For this National Fertility Awareness Week, she and I discussed the connection between dating and infertility, how her Jewish heritage affects her struggles to have a baby and what people need to know about those in their life who may be struggling with this issue.
As a relationship expert, what inspired you to start an infertility website?
Infertility is as much as a relationship issue a medical one. Whether a woman is single or partnered, infertility affects relationships in the deepest way: the relationship a woman has to her body, her partner, her date, her work, her friends, her community.
As I’ve gone through this experience of being “pregnant-ish” – super hormonal from treatment, or pregnant but not maintaining it, or with embryos in the freezer – I realized the information out there wasn’t speaking to me. I either landed on message boards which are supportive but have a lot of misinformation out there, or medical sites that talked very clinically about it but not a lot of editorial. There were also parenting websites with fertility sections – but that can be the worst place to go if you don’t have children. I craved a community with real talk about the process.
Speaking of community, what is it like being part of the Jewish community and having fertility issues?
While many people’s families are interested in what’s going on with them, what happens in the Jewish community (and probably other close-knit ones) is that it’s not just your family but your aunt’s friend and her friend – word has traveled about your situation. (Not just infertility! My friend broke her engagement and had to deal with her mom’s synagogue friends.) People knew about my issues long before I came out about them two months ago.
There’s a lot of support and care in the Jewish community. One of my goals is to de-stigmatize infertility – the taboo of it. What I appreciate about the Jewish community is they want to have a conversation. Anytime I talk about my issues, someone shares what they went through or what someone they know did.
What did your families go through?
We’re Canadian, but we’re both the children of refugees. I’m the daughter of a Holocaust survivor: my dad was born in hiding in Budapest.
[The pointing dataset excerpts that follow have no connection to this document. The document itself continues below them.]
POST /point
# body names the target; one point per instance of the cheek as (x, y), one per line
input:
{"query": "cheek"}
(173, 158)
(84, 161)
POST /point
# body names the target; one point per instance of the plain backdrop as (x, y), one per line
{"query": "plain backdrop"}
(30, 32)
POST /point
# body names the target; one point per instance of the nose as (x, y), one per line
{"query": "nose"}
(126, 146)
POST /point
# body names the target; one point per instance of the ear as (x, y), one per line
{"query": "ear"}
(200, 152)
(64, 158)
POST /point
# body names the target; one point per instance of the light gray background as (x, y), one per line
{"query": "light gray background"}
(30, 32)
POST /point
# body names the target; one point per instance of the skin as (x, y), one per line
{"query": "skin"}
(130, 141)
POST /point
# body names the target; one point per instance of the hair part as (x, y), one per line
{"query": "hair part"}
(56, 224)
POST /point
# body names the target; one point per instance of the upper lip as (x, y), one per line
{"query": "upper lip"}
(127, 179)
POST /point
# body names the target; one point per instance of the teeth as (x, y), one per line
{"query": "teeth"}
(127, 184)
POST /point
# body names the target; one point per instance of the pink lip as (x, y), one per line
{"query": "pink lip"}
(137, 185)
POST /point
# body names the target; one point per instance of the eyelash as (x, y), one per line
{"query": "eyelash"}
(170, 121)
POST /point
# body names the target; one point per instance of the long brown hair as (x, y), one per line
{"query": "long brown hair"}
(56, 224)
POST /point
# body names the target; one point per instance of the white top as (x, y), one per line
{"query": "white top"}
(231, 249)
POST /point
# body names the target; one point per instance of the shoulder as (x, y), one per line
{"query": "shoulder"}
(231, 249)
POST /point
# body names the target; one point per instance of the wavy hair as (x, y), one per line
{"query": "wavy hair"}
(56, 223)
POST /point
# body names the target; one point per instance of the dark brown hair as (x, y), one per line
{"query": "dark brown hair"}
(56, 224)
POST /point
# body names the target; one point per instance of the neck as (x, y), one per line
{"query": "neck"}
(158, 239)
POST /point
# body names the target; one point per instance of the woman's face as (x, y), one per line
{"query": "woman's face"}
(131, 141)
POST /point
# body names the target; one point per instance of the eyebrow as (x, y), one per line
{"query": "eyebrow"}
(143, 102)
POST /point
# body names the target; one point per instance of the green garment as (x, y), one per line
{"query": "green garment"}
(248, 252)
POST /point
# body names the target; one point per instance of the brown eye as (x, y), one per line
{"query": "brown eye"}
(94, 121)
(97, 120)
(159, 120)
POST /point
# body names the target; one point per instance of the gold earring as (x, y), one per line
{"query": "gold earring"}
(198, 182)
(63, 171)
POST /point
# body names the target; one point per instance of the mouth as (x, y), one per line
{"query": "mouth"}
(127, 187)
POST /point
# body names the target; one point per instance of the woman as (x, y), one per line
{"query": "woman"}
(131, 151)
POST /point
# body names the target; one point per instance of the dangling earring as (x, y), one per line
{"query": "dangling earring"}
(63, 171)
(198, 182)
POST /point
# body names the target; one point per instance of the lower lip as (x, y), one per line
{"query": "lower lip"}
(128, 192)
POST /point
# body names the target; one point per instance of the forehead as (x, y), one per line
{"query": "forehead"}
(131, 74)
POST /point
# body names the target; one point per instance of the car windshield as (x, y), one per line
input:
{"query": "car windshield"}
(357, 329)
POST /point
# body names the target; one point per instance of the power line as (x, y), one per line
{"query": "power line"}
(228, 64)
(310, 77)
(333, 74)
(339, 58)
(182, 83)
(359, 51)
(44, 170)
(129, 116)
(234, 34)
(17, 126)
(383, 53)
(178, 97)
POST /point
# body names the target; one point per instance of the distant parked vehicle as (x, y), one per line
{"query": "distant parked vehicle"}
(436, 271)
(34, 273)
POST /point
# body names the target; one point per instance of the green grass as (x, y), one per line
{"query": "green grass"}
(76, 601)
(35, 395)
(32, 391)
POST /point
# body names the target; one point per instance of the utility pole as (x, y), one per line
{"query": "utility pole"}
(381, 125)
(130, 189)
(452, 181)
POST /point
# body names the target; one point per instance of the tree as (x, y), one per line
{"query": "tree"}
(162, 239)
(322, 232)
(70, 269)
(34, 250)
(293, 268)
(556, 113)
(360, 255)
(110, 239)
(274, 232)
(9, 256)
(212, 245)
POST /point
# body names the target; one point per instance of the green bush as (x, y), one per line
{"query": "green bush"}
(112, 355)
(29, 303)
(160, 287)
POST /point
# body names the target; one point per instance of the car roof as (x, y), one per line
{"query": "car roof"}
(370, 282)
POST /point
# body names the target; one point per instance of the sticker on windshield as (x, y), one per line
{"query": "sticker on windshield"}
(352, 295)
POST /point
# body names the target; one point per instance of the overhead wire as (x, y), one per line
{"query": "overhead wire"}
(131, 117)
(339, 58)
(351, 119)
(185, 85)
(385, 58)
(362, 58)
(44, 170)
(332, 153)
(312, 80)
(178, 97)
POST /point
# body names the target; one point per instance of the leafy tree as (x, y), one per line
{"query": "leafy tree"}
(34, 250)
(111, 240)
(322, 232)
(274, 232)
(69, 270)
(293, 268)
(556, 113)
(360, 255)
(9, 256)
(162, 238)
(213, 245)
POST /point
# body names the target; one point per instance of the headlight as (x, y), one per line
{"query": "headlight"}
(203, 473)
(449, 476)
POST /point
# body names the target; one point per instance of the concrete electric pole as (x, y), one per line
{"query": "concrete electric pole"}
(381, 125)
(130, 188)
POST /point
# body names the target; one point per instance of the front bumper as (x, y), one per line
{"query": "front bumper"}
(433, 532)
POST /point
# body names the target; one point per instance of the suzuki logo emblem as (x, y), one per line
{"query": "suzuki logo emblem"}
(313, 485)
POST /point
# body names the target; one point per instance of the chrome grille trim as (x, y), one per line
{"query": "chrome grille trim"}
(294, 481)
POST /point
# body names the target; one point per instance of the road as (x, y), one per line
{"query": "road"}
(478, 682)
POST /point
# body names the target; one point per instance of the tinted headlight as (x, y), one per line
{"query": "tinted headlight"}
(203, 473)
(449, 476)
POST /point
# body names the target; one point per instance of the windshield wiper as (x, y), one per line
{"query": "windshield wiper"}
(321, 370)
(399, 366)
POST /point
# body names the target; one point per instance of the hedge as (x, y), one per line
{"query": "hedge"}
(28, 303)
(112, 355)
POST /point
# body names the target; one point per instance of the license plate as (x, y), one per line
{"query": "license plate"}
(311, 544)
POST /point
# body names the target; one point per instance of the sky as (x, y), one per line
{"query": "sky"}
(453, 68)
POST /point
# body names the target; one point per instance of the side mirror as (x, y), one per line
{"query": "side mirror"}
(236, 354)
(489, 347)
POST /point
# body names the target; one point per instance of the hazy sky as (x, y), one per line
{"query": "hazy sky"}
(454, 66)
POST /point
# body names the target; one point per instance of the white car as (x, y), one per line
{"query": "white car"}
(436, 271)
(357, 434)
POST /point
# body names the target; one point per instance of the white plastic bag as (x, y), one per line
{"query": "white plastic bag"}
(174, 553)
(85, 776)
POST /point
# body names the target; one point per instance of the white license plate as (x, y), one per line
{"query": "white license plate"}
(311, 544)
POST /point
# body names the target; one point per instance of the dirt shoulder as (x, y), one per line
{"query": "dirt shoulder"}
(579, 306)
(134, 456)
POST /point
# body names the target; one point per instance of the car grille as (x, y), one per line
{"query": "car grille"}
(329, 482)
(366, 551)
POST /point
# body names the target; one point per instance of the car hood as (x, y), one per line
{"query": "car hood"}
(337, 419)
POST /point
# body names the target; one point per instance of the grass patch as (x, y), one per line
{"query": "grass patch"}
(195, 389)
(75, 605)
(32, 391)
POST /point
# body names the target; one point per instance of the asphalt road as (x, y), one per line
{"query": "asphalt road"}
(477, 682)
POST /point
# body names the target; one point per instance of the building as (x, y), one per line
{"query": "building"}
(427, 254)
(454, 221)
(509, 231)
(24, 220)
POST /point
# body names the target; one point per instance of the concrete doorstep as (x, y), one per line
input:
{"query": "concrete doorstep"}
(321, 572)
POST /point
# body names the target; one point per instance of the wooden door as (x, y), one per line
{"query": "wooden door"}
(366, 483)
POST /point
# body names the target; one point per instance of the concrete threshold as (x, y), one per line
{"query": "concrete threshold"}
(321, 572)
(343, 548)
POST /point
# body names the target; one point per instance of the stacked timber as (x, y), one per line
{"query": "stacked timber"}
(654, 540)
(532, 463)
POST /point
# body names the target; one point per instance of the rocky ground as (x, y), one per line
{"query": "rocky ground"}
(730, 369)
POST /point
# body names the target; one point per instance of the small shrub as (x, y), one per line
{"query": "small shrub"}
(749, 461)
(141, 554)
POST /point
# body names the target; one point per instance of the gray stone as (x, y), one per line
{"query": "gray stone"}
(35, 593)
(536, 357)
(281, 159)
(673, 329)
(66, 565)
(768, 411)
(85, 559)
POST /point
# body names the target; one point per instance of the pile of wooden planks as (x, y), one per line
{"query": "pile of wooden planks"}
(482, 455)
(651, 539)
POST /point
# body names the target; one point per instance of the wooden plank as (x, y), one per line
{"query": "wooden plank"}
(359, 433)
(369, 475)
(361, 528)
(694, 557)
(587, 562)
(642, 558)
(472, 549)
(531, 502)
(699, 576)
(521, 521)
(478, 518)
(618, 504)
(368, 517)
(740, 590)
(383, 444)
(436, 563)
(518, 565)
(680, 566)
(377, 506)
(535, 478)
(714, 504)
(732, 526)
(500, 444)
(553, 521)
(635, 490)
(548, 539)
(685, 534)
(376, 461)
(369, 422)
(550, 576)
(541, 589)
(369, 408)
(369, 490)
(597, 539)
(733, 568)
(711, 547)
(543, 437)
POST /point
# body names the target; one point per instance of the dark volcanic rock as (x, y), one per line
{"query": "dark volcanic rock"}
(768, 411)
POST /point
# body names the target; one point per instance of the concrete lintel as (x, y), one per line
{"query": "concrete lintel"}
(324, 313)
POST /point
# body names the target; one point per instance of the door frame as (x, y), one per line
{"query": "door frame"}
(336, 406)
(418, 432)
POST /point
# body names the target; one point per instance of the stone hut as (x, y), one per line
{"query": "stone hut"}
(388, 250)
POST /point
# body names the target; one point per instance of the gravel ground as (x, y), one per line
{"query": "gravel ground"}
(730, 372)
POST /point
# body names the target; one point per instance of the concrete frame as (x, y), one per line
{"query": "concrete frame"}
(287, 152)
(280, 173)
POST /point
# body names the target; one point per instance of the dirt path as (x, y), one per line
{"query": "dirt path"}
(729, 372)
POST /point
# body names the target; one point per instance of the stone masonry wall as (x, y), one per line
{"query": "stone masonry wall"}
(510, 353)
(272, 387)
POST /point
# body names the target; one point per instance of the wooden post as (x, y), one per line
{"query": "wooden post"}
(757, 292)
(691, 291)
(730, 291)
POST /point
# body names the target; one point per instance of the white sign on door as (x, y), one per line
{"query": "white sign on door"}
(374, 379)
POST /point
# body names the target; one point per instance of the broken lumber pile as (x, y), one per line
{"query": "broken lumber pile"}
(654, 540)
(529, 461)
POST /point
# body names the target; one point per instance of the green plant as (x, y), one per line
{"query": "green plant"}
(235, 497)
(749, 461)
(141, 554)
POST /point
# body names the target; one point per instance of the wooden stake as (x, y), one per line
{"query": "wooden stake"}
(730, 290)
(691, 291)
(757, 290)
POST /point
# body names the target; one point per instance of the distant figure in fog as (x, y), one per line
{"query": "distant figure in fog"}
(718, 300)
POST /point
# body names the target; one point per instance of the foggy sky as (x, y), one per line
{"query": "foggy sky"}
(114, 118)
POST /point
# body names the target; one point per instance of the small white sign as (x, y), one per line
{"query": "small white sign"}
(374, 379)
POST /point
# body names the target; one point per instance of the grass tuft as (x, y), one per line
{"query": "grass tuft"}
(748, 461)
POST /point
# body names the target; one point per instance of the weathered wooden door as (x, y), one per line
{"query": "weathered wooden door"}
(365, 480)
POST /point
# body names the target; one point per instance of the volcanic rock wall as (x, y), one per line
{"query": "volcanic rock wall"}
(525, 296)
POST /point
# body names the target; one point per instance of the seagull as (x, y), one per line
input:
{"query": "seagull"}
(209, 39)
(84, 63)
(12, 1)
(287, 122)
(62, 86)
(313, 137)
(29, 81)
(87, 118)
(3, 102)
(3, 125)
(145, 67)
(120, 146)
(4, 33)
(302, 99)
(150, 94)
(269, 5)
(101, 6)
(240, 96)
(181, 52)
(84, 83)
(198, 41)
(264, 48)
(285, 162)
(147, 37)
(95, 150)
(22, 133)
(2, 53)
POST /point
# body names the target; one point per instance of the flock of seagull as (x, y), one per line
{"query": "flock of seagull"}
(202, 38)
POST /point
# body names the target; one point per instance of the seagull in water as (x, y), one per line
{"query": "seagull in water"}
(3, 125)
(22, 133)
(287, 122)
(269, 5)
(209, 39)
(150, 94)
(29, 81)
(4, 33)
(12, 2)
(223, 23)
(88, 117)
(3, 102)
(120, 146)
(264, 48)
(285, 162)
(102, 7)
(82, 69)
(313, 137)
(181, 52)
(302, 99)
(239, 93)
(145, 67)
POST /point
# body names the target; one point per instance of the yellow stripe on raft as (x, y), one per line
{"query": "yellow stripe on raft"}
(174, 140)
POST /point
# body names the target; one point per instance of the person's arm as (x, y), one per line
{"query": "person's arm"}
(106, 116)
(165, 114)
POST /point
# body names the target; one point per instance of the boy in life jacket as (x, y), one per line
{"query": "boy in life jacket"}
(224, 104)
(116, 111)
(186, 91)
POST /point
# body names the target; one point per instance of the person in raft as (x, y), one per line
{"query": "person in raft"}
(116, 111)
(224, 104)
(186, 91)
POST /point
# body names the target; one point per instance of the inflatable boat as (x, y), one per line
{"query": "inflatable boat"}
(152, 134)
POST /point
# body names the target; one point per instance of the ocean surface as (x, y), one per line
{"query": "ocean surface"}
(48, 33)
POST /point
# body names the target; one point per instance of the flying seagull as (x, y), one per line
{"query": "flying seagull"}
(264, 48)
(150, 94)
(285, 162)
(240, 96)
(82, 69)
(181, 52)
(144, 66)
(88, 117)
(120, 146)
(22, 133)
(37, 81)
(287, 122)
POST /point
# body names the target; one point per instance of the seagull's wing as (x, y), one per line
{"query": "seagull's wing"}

He was a child in hiding. I have a deep connection Jewishly to my roots, and I also want to expand my family because he’s lost so much family. My husband’s family is from Egypt and they escaped in the 1960s.
What would you tell people who are dealing with the reproductively challenged in their lives?
They should know when they give well-intentioned advice, it could be hurtful, it could feel like you’re casting blame, like when you say, “It will happen if you just relax and think positively.” Oh you think so? Because I have medical issues. And people from war-torn countries get pregnant.
Sharing stories of someone who suffered through worse infertility isn’t helpful either. As a relationship expert I say, “Heartbreak is heartbreak is heartbreak.” It doesn’t matter if you have one miscarriage or ten, you might be gutted from it, you’re in your own experience.
Take your cues from the person and how much they want to disclose. Some people are private, so don’t take it personally if they cut off the conversation. Maybe they don’t want to cry at the dinner table.
This interview has been edited and condensed.